50代、60代が幸せな人生を生きるには何をするべきか。精神科医の和田秀樹さんは「『もう残りの人生ぐらい、安楽に生きてもいいんじゃないか』と考えるか、逆に『残り少ない人生で何ができるか』と考えるかで、生き方はずいぶん違ってくる」という――。
※本稿は、和田秀樹『死ぬのも楽しみ』(廣済堂出版)の一部を再編集したものです。
死に対する恐怖感の根底にあるもの
私は精神科医ですから、死を美化することはできないし、そのつもりもありません。
とくに、自殺防止は精神科医に課せられた大事な任務になります。そうでなくても、うつ病の患者さんのように「死にたい」と訴える人がいますし、高齢者でも「そろそろお迎えが来てくれないかな」とつぶやく人もいます。

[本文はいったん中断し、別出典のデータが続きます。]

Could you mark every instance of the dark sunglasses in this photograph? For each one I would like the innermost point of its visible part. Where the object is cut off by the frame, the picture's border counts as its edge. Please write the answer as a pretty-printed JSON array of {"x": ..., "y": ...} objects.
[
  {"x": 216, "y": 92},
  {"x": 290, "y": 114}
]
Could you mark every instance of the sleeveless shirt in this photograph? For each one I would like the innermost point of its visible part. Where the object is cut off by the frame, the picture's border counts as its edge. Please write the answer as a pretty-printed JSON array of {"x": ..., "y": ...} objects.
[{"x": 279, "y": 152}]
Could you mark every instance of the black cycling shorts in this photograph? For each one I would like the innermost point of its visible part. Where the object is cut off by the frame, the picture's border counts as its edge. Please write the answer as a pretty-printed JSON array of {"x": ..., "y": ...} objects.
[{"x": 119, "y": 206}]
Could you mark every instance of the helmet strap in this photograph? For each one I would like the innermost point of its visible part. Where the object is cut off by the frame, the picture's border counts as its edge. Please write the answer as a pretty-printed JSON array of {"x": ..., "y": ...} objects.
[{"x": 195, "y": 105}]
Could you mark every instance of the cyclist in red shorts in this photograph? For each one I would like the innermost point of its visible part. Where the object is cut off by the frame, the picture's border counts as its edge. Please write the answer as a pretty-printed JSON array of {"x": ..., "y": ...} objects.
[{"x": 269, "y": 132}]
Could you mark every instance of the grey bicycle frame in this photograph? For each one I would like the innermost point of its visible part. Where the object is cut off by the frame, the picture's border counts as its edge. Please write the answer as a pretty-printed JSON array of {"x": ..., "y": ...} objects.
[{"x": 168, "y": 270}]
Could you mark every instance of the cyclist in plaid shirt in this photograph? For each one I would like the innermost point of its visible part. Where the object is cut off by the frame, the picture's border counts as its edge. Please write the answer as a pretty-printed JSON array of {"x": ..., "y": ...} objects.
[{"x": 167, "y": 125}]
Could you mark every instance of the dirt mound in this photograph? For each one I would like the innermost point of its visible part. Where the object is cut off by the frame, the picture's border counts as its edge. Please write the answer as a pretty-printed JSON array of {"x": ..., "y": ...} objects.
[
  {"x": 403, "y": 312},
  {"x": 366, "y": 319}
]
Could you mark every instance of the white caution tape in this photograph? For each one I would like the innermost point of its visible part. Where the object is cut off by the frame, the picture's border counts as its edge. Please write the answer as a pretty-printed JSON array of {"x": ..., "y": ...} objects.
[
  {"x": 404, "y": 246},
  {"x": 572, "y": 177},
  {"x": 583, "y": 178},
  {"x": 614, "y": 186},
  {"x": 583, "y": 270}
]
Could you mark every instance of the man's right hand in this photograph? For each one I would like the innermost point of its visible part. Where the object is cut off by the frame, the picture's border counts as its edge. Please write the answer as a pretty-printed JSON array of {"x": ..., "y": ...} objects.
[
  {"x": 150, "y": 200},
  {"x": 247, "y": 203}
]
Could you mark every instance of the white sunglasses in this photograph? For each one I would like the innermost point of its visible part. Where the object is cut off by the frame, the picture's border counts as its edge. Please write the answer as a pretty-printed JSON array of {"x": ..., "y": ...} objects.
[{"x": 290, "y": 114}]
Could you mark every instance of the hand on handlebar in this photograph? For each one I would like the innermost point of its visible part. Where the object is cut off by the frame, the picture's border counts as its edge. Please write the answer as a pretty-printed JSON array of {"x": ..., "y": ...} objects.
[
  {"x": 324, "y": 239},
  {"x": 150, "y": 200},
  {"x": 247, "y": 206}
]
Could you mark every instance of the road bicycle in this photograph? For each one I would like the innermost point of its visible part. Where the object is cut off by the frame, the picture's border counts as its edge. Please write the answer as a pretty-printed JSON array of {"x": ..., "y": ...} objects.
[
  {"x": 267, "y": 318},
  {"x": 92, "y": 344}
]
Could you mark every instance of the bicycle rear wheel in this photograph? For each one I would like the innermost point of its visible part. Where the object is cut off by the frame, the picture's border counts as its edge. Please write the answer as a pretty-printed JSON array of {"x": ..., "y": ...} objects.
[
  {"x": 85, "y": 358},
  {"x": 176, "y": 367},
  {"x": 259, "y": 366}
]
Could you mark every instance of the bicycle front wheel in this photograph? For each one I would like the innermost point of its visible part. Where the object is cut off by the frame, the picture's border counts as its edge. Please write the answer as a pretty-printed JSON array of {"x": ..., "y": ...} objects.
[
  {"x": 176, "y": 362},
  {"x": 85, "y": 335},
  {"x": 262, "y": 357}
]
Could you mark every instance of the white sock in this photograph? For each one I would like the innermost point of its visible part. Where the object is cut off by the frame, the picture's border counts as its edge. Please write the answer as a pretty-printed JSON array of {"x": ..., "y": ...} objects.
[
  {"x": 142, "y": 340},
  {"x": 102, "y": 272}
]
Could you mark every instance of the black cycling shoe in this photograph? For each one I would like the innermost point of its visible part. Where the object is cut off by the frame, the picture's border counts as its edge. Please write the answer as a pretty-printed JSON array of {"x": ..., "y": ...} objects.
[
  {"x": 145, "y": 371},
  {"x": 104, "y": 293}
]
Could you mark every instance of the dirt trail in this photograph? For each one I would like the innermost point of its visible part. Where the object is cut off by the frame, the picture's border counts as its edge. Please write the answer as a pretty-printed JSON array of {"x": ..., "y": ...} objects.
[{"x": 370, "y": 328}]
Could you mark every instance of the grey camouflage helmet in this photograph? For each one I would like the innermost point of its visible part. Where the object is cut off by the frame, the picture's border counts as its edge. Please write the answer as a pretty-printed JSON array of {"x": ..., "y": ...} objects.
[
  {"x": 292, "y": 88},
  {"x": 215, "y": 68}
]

そういう人たちに対しても、なんとか生かしてあげようとするのが日本の医者です。
望まなくても人間はいつか死にますが、急ぐ必要はないし、自分から死を早める必要もないからです。
死を美化するつもりはないというのは、私自身の死生観がそうだからです。
死に関して私は唯物論の立場です。信仰している宗教もありません。
死ねばまず意識がなくなり、その後、肉体も腐ってしまいます(実際には火葬ですから骨だけが残ります)。
意識が消え、肉体も消え、この世に自分という存在がなくなるというのはイメージとしては怖いです。
というよりイメージすら浮かんでこないでしょう。自分という存在の何もかもが消えてしまうという根源的な恐怖感が日本人にはあります。